I read some conflicting material in lecture slides, where one slide says you must compute the hessian matrix to determine the nature of a stationary point.
Another slide says that you only need the top left and bottom right partial derivatives of the Hessian matrix to determine the nature of a stationary point.
Can someone please clarify?
There are only 3 partial derivatives, since the cross partials are equal. The Hessian is therefore a symmetric matrix. Now, consider the symmetric matrix $\begin{bmatrix} a&b\\b&c\end{bmatrix}$. We know that the determinant and trace are the product and sum of the eigenvalues respectively. That is, $\lambda_1+\lambda_2=a+c$ and $\lambda_1\lambda_2=ac-b^2$. If we only know $a$ and $c$, we can't determine the eigenvalues, but the symmetry of the matrix means we can determine a few things about them based on their signs.

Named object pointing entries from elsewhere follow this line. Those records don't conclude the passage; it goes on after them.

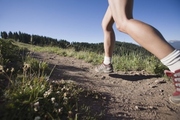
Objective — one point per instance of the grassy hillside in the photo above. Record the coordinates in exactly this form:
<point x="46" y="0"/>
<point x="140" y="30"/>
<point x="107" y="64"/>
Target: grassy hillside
<point x="127" y="57"/>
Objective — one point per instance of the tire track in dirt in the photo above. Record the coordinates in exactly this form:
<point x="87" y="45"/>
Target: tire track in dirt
<point x="132" y="95"/>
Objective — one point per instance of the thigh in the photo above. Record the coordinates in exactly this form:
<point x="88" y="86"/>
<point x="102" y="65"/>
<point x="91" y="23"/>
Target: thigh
<point x="108" y="20"/>
<point x="121" y="9"/>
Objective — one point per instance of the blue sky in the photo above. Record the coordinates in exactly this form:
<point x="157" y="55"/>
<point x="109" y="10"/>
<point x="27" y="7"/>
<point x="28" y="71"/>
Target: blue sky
<point x="80" y="20"/>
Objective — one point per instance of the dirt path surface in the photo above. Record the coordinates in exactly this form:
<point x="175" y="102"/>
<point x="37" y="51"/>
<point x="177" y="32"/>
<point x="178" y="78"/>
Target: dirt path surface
<point x="128" y="96"/>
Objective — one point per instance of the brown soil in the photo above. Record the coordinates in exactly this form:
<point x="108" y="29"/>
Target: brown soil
<point x="126" y="96"/>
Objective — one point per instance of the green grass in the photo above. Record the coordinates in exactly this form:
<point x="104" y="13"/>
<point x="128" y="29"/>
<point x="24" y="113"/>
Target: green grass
<point x="30" y="95"/>
<point x="126" y="62"/>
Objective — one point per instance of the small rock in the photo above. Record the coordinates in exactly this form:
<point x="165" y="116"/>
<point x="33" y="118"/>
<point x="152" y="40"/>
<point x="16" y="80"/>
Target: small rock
<point x="160" y="81"/>
<point x="136" y="107"/>
<point x="161" y="90"/>
<point x="154" y="86"/>
<point x="103" y="77"/>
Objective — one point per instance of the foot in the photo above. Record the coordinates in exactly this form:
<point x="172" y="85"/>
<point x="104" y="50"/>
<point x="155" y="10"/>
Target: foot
<point x="104" y="68"/>
<point x="175" y="98"/>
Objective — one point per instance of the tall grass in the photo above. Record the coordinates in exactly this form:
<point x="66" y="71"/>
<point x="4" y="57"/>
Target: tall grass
<point x="127" y="62"/>
<point x="31" y="96"/>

If they are both positive (or both negative), then the trace tells us the eigenvalues can't both be negative (positive) and this critical point is not a local maximum (minimum).
If they are of opposite sign, the determinant must be negative, so the eigenvalues must also be of opposite sign, meaning the critical point is a saddle point.
This is the best we can do, as there are saddles like $x^2+3xy+y^2$ that have diagonal Hessian entries of the same sign. So in the $2\times 2$ case, there are times where you can determine the nature of the critical point just from the diagonal entries, but not in general.
For higher dimensions, if we know the diagonal terms, we can only get the weaker result that a local minimum (maximum) must have positive (negative) trace, but we don't have a condition that rules out an extremum like in the 2D case. The trace condition also requires knowing every diagonal term, not just the two corners.